А высоко в небе, в далекой синеве, тоже день-деньской нежный перезвон золотистых щуров слышался. Их было в этом году множество. И они все позванивали, позванивали в небесной вышине с утра до ночи.

Трудно было уйти от такого дня. И так хорошо думалось, что не хотелось спать. Будет еще время выспаться, будет.

Григорий выходил за ворота. Узкий серпик золотистого месяца висел в небе, а рядом – звезда золотая. Приземистый клен листьев еще не распустил. Но зацвел. И теперь ночью можно было тронуть рукой шелковые, ласковые, как ребячьи волосы, пряди кленового цвета.

Он стоял у ворот, не решаясь уйти дальше. Ведь в растворенном доме тетка Варя спала. Да и куда идти. И так хорошо: стоять, думать.

Он целый год потом вспоминал эти ночи. И многое из передуманного помогало жить.

И он твердо знал, что каждый год будет приезжать сюда, пока не помрет тетка Варя. А уж помрет, тогда незачем. Хоть и жаль… Но когда это будет…

Десять дней отпуска. Два дня в дороге – туда и обратно. Сутки, на всякий случай, в запас.

Заводские друзья всегда расспрашивали о весенней рыбалке на Дону. И он рассказывал: про Дон, про рыбацкие удачи. Правды он никому не говорил. Даже жене. Не то чтобы он не верил ей… Но как рассказать…

Кардабон

С Ильмень-озера возвращались к полудню. Побрякивали и поскрипывали старенькие велосипеды, висели на рулях куканы с желтыми карасиками – рыбацким счастьем, – длинные удилища торчали впереди, словно пики.

У хуторских амбаров дорога распадалась тропками: распалась и ребячья компания, каждый покатил к себе.
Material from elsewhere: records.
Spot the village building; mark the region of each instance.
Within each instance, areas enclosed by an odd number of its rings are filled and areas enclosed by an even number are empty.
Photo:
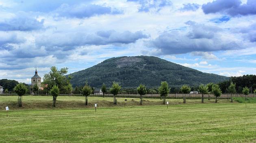
[[[4,93],[4,87],[0,85],[0,94],[2,94]]]
[[[37,84],[39,89],[41,89],[41,78],[37,74],[37,71],[36,67],[36,71],[35,72],[35,75],[31,78],[31,86],[33,87],[34,85]]]

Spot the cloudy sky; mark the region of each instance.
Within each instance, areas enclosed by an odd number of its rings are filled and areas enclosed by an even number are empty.
[[[0,79],[30,83],[123,56],[256,74],[255,0],[0,0]]]

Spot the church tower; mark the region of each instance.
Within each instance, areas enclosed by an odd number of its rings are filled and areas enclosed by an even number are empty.
[[[39,87],[39,89],[40,89],[41,88],[41,78],[37,74],[37,67],[36,67],[36,71],[35,72],[35,75],[31,78],[31,86],[33,87],[34,85],[36,84],[37,84],[37,86]]]

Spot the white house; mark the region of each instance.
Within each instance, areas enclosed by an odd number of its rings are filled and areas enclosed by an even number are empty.
[[[2,94],[4,93],[4,87],[0,85],[0,93]]]

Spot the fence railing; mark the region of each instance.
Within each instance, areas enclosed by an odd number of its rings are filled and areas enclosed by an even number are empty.
[[[39,91],[37,93],[37,95],[43,96],[51,96],[50,94],[48,94],[46,92],[42,92],[43,91]],[[15,95],[17,94],[9,92],[8,93],[0,93],[0,95]],[[28,92],[25,95],[34,95],[33,92]],[[80,92],[73,92],[69,94],[60,94],[59,96],[83,96],[82,93]],[[91,94],[90,96],[102,97],[103,94],[102,92],[95,92],[93,94]],[[106,97],[113,97],[113,95],[111,94],[109,92],[107,92],[104,94],[104,96]],[[201,99],[202,98],[202,95],[201,94],[182,94],[182,93],[170,93],[166,97],[167,99],[181,99],[183,98],[183,96],[185,96],[187,99]],[[245,97],[245,95],[242,93],[236,93],[232,94],[233,97]],[[256,97],[256,95],[254,94],[249,94],[247,96],[247,97]],[[139,98],[140,95],[137,93],[120,93],[119,94],[116,95],[116,97],[125,97],[125,98]],[[160,98],[160,95],[157,93],[148,93],[143,96],[143,98]],[[230,94],[222,94],[220,97],[218,97],[218,99],[231,99],[231,95]],[[213,94],[206,94],[204,95],[204,99],[208,99],[208,98],[210,99],[214,99],[215,96]]]

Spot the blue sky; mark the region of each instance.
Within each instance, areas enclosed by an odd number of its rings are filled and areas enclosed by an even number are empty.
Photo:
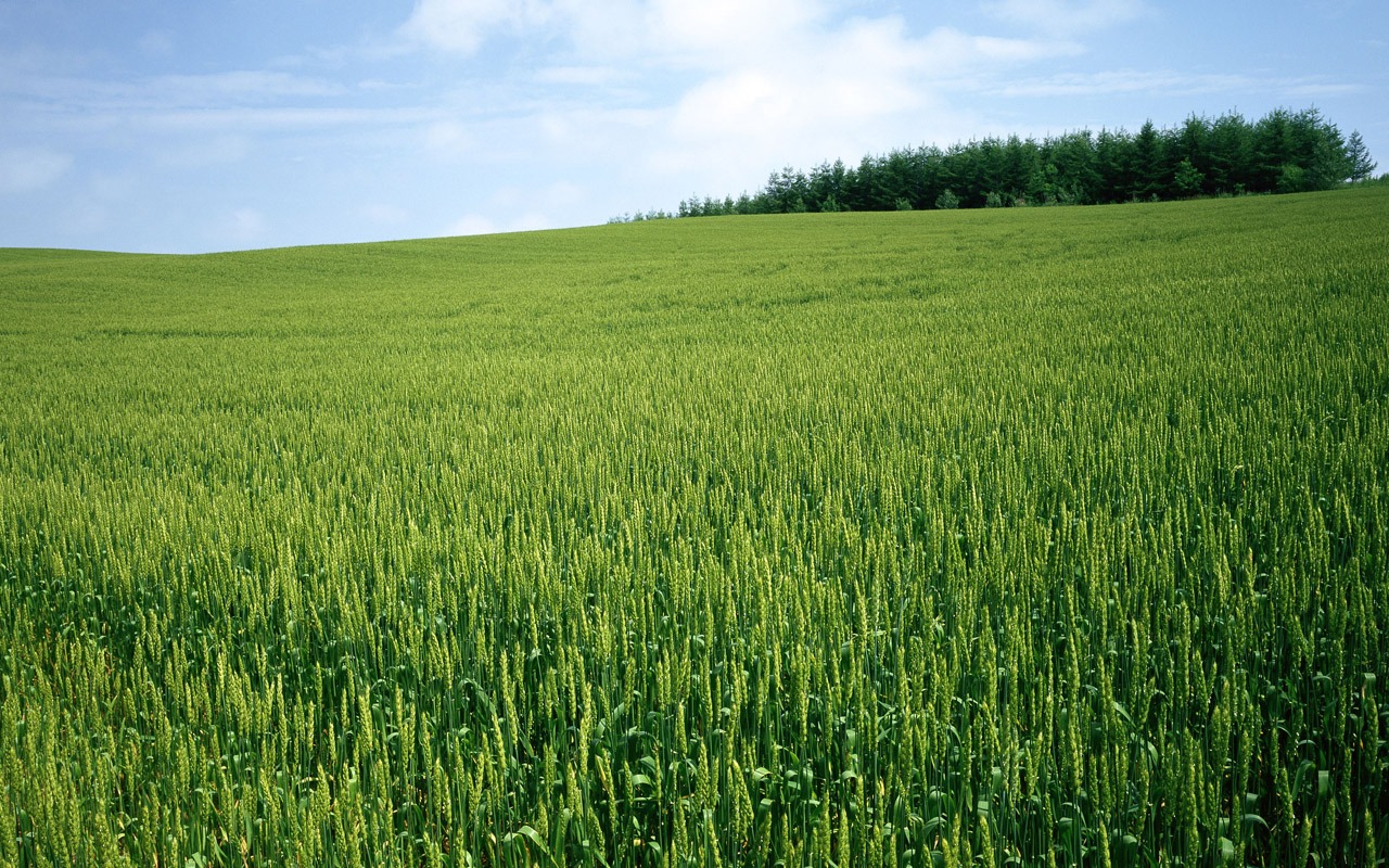
[[[1383,0],[0,0],[0,246],[601,224],[783,165],[1314,106],[1389,171]]]

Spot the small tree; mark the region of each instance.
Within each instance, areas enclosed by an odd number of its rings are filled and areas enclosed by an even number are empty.
[[[1365,181],[1375,174],[1376,164],[1370,158],[1370,149],[1365,147],[1365,140],[1360,137],[1358,129],[1346,139],[1346,162],[1350,167],[1351,183]]]
[[[1179,196],[1196,196],[1201,192],[1203,183],[1206,183],[1206,175],[1197,172],[1190,160],[1182,160],[1176,164],[1176,175],[1172,178],[1172,185],[1176,187]]]

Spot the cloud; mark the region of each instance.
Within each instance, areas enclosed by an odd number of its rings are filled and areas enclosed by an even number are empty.
[[[1185,96],[1201,93],[1278,93],[1283,96],[1328,96],[1358,93],[1358,85],[1310,78],[1254,78],[1231,74],[1188,74],[1172,69],[1108,69],[1086,74],[1058,74],[1008,82],[981,82],[975,90],[1006,97],[1074,97],[1122,93]]]
[[[553,4],[538,0],[419,0],[400,33],[433,49],[472,54],[494,31],[543,24]]]
[[[554,224],[550,222],[543,214],[528,212],[517,217],[515,219],[507,221],[504,224],[497,224],[489,217],[481,214],[468,214],[458,218],[457,221],[449,224],[443,235],[496,235],[499,232],[535,232],[538,229],[550,229]]]
[[[1093,33],[1147,14],[1142,0],[995,0],[985,12],[1051,35]]]
[[[225,224],[224,233],[236,243],[247,244],[265,236],[265,215],[256,208],[236,208]]]
[[[0,151],[0,194],[32,193],[61,178],[72,167],[72,157],[47,149],[10,149]]]

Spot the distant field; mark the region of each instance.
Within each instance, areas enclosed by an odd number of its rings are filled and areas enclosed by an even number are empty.
[[[0,250],[0,864],[1374,865],[1386,239]]]

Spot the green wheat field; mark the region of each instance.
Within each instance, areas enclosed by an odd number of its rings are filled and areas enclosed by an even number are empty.
[[[0,864],[1383,864],[1386,239],[0,250]]]

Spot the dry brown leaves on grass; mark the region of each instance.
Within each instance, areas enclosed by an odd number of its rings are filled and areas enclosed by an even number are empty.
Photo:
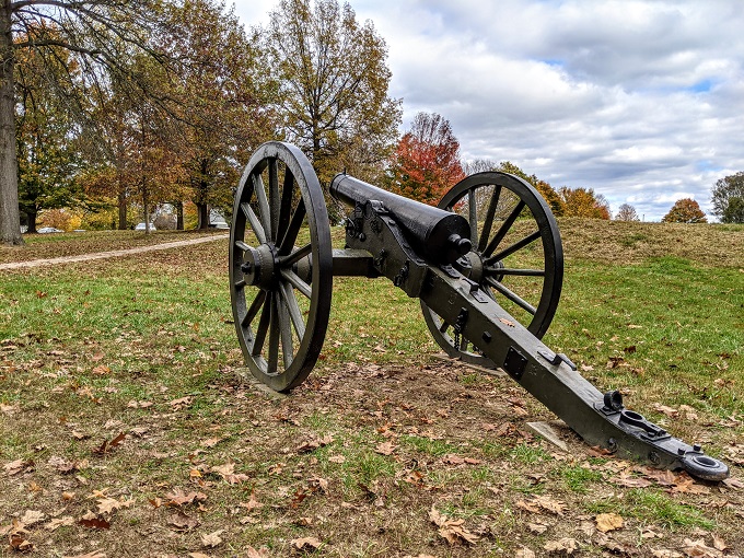
[[[478,536],[468,532],[463,525],[465,520],[453,520],[440,513],[433,505],[429,510],[429,519],[439,527],[439,536],[444,538],[451,545],[458,544],[475,544]]]

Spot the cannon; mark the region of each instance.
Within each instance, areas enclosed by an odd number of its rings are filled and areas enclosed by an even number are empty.
[[[337,175],[348,206],[346,247],[334,249],[326,199],[297,147],[264,143],[235,193],[230,292],[252,374],[276,391],[299,385],[318,359],[334,276],[386,277],[420,300],[451,357],[501,368],[586,443],[660,468],[721,480],[729,467],[600,392],[540,341],[556,313],[563,254],[556,220],[525,181],[464,178],[439,207]]]

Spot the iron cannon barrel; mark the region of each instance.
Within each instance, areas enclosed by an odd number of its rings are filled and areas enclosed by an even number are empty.
[[[453,264],[472,248],[470,225],[457,213],[398,196],[347,174],[336,175],[329,190],[338,201],[352,207],[380,201],[429,261]]]

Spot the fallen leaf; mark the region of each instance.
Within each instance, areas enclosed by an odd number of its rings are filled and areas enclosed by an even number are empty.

Городской гостек, внук бабы Дуни Станогиной, прямиком полетел к своему двору. Подлетел и у ворот звонком забренчал, повещая, и голосом позвал:

– Бабаня!

Но никто ему не ответил. Двор был пуст, и цепочка висела накинутой на дверной пробой.

– Бабаня! – закричал он, оставляя велосипед, и побежал через двор, на огород.

Там уже по-летнему распускались и цвели огуречные гряды, наливался сладкий горох в зеленой кудели, топырился лук и чеснок, высокий укроп покачивал желтыми корзинками. Ровными рядами стояла картошка.

– Бабаня!

– Аюшки! – отозвалась, распрямляясь, баба Дуня. Она картошку подбивала.

– Зову тебя, зову…

– Глухая, – оправдалась она. – А ты либо голоду хватил? Упреждала тебя, возьми харчей. Не на себе нести, на машине…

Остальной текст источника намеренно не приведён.